I've started writing the blog four times. I get a paragraph done then edit and start over. I didn't like the way I was describing something I read in the financial section about declining jobs. Postal carrier, real estate agent, stock broker, toll taker, newspaper reporter, and video store clerk were listed as jobs that were downsized over the last few years.
While technology may be hurting the video stores it enables streaming movies. The only thing worse than watching a lousy video would be going out in the cold to get it.
Saturday night was watched the movie "Bridesmaids." Thank goodness I didn't have to move off the couch. Push a couple buttons and there it is. Wanda and I both thought it was pretty bad. I don't think a bunch of women in wedding and bridesmaid gowns crapping in the sink or in the middle of the street is funny. The frozen peas on the back, that was funny. A bright spot of thirty seconds in two hours of "entertainment."
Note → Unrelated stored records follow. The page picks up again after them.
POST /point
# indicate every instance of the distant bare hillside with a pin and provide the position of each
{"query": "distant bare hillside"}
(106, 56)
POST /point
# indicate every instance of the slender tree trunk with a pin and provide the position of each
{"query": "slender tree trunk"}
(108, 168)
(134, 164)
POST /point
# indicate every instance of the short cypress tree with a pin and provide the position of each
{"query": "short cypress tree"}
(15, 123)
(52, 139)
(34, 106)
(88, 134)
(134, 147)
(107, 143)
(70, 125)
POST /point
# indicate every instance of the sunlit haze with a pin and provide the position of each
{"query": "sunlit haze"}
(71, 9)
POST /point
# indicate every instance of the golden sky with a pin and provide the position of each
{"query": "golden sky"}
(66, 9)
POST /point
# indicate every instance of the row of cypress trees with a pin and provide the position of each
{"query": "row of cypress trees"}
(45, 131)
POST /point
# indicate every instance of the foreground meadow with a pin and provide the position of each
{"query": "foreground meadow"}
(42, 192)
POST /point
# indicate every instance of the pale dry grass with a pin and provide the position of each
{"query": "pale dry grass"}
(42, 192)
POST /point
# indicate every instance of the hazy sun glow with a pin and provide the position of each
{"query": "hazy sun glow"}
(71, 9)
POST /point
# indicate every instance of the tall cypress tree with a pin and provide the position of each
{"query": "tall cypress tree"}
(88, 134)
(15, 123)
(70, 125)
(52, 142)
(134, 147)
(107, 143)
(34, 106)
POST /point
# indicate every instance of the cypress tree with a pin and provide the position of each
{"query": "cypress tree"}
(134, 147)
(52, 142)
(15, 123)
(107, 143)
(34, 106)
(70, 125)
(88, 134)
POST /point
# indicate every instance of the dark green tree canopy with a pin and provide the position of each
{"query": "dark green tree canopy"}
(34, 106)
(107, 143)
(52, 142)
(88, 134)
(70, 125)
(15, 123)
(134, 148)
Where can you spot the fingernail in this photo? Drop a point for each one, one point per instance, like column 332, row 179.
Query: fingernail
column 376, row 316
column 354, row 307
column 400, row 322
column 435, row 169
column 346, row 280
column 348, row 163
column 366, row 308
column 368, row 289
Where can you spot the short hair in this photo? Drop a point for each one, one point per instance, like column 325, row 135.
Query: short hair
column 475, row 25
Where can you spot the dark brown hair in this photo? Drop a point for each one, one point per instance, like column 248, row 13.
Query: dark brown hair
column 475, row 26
Now I'm sitting here watching the cursor flash and all I can think of is, "The Famous Idaho Potato Bowl." Maybe I need to turn off the television?
Nope, that didn't help.
The other day I watched a documentary about Ron Galella. He was dubbed "the Godfather of the U.S. paparazzi culture" by Time magazine. I remembered a little of his Jackie Onassis stalking exploits but nothing about his getting punched out by Marlon Brando.
He started taking photos of the "rich and famous" in the late sixties.
The documentary ended with a shot of his photos on display in a New York museum. A girl around sixteen was walking through the exhibits viewing the pictures. She didn't know who two thirds of the people were, and why would she? All these "famous" people are unknown forty years later. Ah yes, there is hope for the Kardashian's.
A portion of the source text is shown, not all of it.